The Safeway in Tumwater and the area surrounding the Cleveland Avenue supermarket were evacuated Wednesday evening when police say an armed man threatened suicide in the parking lot and became erratic during the police response.
An officer later fired his gun toward the man, police and witnesses say, and an investigation is underway.
Tumwater police responded about 6 p.m. to reports of a man calling from the parking lot threatening to commit “suicide by cop,” according to Tumwater police spokesperson Laura Wohl. She said the man had mentioned he was armed, so officers’ plan was to try “to talk him out of the suicide” but that they were also concerned about the weapons involved.

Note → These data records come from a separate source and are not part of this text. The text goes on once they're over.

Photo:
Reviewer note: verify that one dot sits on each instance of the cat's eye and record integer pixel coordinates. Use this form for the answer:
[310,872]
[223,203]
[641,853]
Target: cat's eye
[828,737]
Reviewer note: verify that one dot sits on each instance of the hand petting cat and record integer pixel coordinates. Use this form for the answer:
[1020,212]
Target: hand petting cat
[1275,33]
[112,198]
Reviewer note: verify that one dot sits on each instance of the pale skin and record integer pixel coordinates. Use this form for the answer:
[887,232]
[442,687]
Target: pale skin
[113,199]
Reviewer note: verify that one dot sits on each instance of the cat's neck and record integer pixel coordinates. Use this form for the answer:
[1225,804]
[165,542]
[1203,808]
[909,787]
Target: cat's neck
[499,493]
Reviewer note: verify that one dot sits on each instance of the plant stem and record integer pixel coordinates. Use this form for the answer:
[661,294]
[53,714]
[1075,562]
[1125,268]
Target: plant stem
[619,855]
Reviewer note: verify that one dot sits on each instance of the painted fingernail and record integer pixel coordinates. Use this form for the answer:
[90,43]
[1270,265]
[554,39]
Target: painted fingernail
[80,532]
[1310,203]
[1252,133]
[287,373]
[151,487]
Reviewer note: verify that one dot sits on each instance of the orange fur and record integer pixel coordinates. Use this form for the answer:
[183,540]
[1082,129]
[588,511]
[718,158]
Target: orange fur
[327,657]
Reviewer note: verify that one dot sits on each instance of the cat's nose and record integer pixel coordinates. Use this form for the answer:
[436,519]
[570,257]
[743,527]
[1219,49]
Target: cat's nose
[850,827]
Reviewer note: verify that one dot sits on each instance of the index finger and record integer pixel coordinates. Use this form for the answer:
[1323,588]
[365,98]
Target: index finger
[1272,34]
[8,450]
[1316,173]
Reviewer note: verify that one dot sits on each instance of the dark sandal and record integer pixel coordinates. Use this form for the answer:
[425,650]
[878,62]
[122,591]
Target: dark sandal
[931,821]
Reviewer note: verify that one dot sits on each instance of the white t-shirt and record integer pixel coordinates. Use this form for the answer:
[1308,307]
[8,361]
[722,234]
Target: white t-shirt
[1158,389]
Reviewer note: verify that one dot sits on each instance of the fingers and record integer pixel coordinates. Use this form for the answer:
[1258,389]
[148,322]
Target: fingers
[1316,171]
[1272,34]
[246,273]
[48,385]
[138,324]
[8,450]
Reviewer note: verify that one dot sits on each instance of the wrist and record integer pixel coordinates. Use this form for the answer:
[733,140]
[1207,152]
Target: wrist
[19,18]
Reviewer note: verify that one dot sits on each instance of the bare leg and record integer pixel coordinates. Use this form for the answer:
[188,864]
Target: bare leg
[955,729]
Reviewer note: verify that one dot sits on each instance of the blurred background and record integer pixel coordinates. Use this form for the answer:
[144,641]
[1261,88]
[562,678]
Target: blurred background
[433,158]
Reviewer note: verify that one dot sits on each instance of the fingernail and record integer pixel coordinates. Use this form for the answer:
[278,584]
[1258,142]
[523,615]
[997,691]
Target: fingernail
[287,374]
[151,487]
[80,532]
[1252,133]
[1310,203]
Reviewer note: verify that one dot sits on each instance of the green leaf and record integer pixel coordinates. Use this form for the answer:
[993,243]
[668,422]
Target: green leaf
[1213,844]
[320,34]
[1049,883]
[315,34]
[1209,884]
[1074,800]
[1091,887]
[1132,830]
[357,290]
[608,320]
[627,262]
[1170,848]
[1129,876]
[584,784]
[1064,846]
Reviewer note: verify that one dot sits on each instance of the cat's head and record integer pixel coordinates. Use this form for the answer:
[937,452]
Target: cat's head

Officers found the man in the parking lot in a pickup truck, where they realized he had “both a knife and a gun,” Wohl said. They began negotiating with the man, but at some point he began to “drive erratically through the parking lot.”
As police started getting customers out of the parking lot and store, Wohl said, officers laid out spike strips to stop the truck. An officer was approaching the truck to continue negotiating with the man when he allegedly “sped toward the officer, and the officer had no choice but to fire his weapon,” Wohl said.
The man stopped his truck, and it appeared he was injured, though she said it was not clear how it occurred. At that point, the Thurston County SWAT team began negotiations and the suspect surrendered about an hour later. Also responding to the scene were Olympia Police Department, Lacey Police Department, Thurston County Sheriff’s Office, and Washington State Patrol, Wohl said.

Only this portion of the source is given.